Yaklaşık bir düzine fikri mülkiyet uzmanının katıldığı gayri resmi bir ankette çoğu kişi, Sheeran’ın tarafının 1909 yasası uyarınca kopyaların emanet edilmesi konusunda daha güçlü bir argümana sahip olduğunu söyledi. Fishman, “Bu çok kötü bir kural” dedi. “Fakat o zamanların kuralı bu gibi görünüyor.”

Ancak Skidmore v. Led Zeppelin davasında ortaya konulan bu kurala, çokça alıntılanan bir telif hakkı incelemesinin yazarı olan Stanford Hukuk Fakültesi profesörü Paul Goldstein gibi önde gelen bir şüpheci var.

Goldstein bir e-postada şöyle yazdı: “Skidmore ile aynı fikirde olmadığım nokta, telif hakkının müzik eserinin bir kopyasının teslim edilmesiyle güvence altına alındığı gerçeğinin, emanet edilen kopyanın eserdeki telif hakkının kapsamını tanımladığı anlamına geldiği yönündeki iddiasıdır.” ilgili diğer delillerin hariç tutulması.” Bu kanıtların, bir şarkının yaratılışıyla ilgili taslaklar ve yazışmalar gibi şeyleri içerebileceğini söyledi.

Goldstein başka bir olası kanıt kaynağına dikkat çekti: Telif Hakkı Bürosu’na ek kayıt olarak sunulan ses kayıtları. Bu teoriye göre, eski bir şarkının eksik bir kopyasına sahip olan bir şarkı yazarı, 1978’den bu yana, orijinal kayıtta bulunmayan herhangi bir ek unsuru (örneğin bas dizeleri veya gitar soloları) kapsayacak şekilde şarkının bir kaydını sunabilir.

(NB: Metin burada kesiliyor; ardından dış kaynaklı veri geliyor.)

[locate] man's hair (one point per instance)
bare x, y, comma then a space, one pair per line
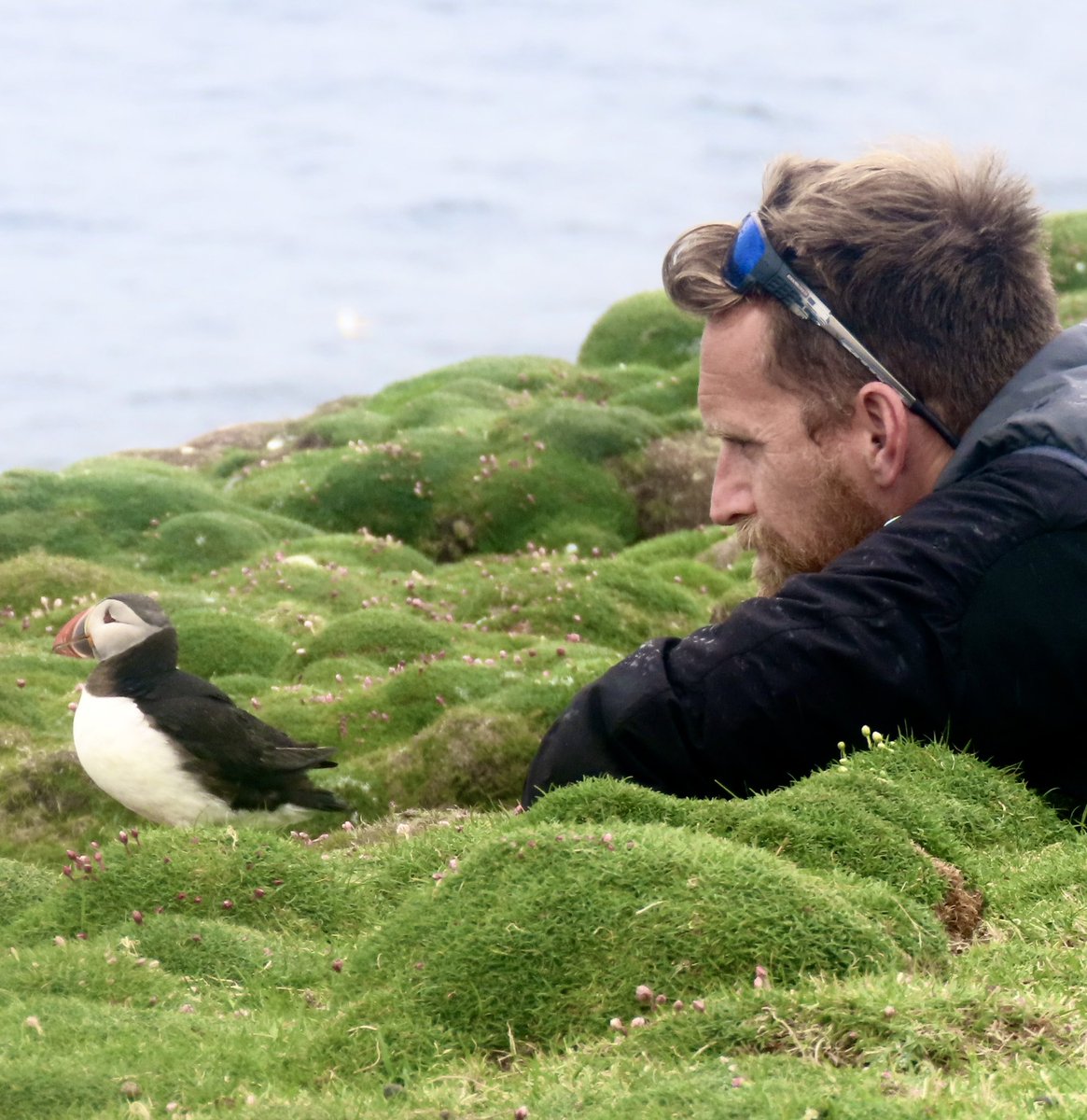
940, 267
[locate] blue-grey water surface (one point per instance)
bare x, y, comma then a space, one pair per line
217, 211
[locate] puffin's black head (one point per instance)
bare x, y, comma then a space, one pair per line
111, 627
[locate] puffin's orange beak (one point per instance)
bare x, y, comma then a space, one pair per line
73, 641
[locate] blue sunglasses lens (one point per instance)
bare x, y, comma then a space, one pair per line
748, 249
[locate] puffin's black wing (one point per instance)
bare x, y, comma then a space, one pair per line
208, 725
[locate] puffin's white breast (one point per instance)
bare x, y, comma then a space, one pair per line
138, 765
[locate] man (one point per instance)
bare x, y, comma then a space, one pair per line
914, 487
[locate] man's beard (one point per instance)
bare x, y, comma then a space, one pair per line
840, 518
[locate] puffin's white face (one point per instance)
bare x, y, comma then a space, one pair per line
111, 627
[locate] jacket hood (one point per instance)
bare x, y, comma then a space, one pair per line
1043, 406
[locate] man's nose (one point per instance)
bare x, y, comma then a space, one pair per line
732, 498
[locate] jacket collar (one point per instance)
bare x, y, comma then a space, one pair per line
1043, 406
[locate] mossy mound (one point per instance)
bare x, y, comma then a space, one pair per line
35, 581
541, 935
216, 644
590, 431
1068, 250
645, 329
192, 542
516, 374
468, 757
387, 636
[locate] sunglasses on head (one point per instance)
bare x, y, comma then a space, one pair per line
752, 262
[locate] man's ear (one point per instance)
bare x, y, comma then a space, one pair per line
881, 424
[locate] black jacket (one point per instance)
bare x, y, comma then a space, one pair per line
965, 617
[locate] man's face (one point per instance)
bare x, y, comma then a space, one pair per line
797, 503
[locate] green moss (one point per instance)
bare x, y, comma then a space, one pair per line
646, 329
567, 925
213, 644
28, 580
590, 431
519, 374
1068, 250
1073, 307
468, 757
672, 392
353, 423
388, 634
511, 505
192, 542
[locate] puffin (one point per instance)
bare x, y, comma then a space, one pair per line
170, 746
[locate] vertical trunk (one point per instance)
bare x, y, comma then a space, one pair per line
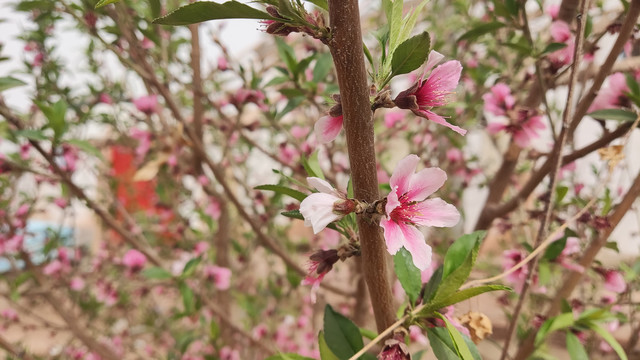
346, 48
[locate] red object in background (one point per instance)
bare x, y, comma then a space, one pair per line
133, 195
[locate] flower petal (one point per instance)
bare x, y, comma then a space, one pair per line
327, 128
401, 177
415, 244
425, 182
439, 120
322, 186
392, 235
434, 58
392, 201
435, 212
317, 210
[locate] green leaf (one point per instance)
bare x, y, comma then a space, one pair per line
458, 263
484, 28
190, 267
31, 134
410, 54
431, 287
289, 356
555, 323
86, 147
322, 4
207, 10
443, 346
156, 273
325, 352
460, 251
460, 296
279, 189
614, 114
9, 82
575, 348
395, 24
102, 3
615, 345
342, 336
188, 299
408, 274
458, 341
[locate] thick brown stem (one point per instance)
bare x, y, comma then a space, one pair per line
346, 48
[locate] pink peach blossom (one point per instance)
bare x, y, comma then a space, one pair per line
324, 207
134, 260
614, 281
407, 207
433, 91
146, 104
498, 100
220, 276
613, 95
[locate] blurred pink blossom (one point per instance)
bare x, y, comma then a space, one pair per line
134, 260
407, 207
220, 276
146, 104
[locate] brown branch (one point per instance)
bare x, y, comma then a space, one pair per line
346, 48
572, 280
557, 162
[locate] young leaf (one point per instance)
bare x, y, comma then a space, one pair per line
289, 356
614, 114
86, 147
484, 28
443, 346
207, 10
575, 348
615, 345
190, 267
188, 299
458, 340
410, 54
555, 323
9, 82
279, 189
408, 274
458, 262
433, 284
460, 296
342, 336
31, 134
102, 3
325, 352
312, 166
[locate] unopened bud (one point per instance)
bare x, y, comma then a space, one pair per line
344, 207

Bu geçici çözüm, Telif Hakkı Bürosu ve Adalet Bakanlığı tarafından Led Zeppelin temyiz başvurusunda sunulan ortak bir brifingde önerildi. Her ne kadar Yapılandırılmış Varlık Satışları’nın mahkeme belgeleri, Rolling Stones’un “Sympathy for the Devil” şarkısının müzik yayıncısının 1988’de bu parçanın 1968 stüdyo kaydını yeni bir “aranjman”ı kapsamak üzere sunduğunu belirtmesine rağmen o zamanlar görünüşe göre çok az biliniyordu.

Yapılandırılmış Varlık Satışlarından Pullman, Led Zeppelin itirazı sırasında bu geçici çözümün tartışılmasının, onu “Let’s Get It On” kaydını, mevduat kopyasında olmayan tüm kompozisyon unsurlarını kapsayacak şekilde 2020’de yeni bir kayıt olarak sunmaya yönelttiğini söyledi. Sheeran’ın “Thinking Out Loud” şarkısına karşı çıkacak bir anlaşmazlıkta daha fazla cephane olabilir.

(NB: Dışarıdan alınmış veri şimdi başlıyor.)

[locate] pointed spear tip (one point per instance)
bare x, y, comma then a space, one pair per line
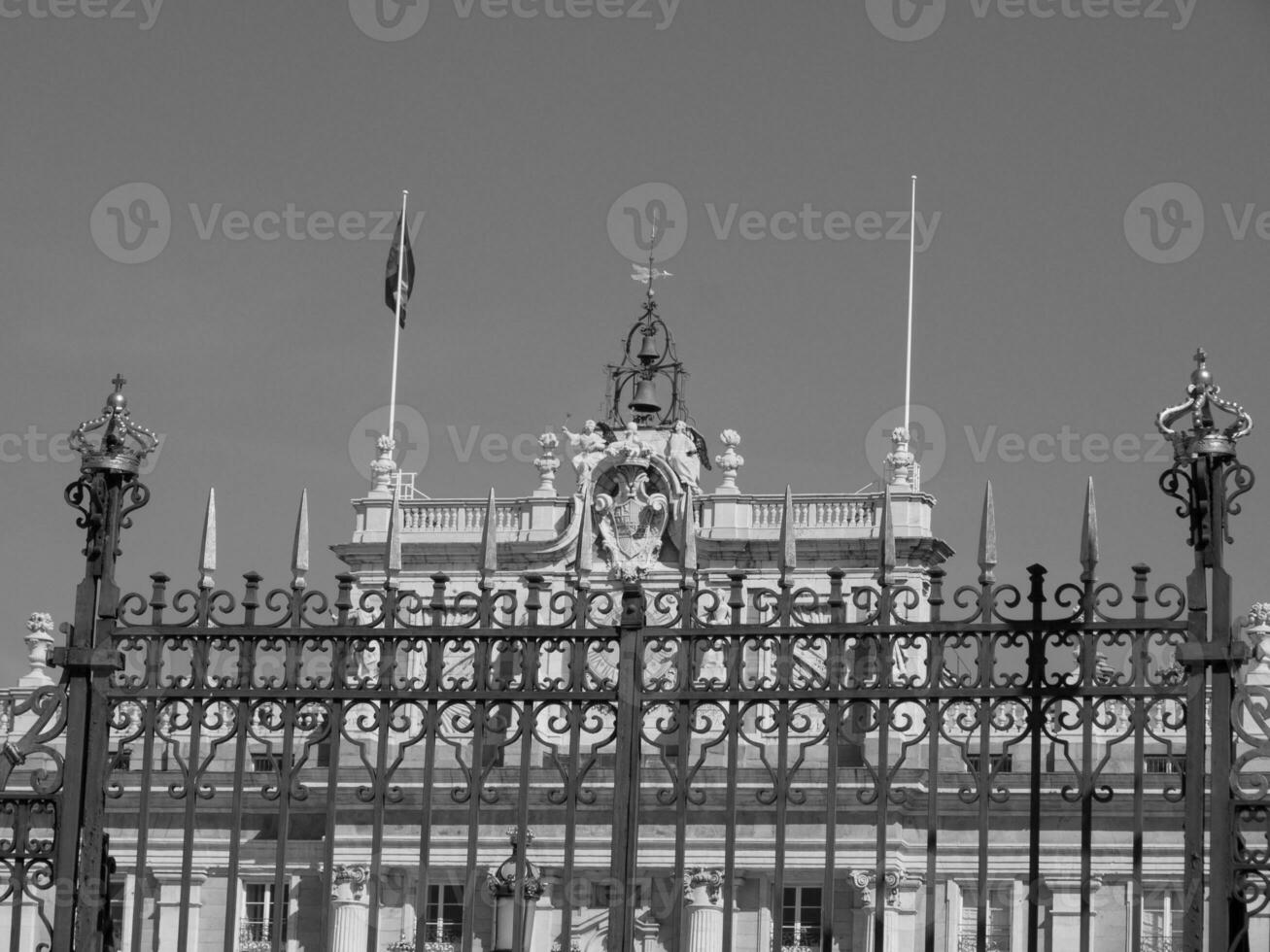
300, 543
988, 532
1090, 530
207, 547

İşe yarayabilir mi? Şu ana kadar bu konu mahkemeler tarafından incelenmedi.

Kredi: Rob Verhorst/Redferns, Getty Images aracılığıyla (Marvin Gaye fotoğrafı); Hadi Başlayalım: Marvin Gaye ve Ed Townsend tarafından yazılmıştır; Boğa: Randy Wolfe, diğer adıyla Randy California tarafından yazılmıştır (müzik notaları)

Haberois Editör

Türkiye'nin bir numaralı haber platformu olan Haberois, okuyucularına en güncel son dakika haberlerini tarafsız olarak sunar.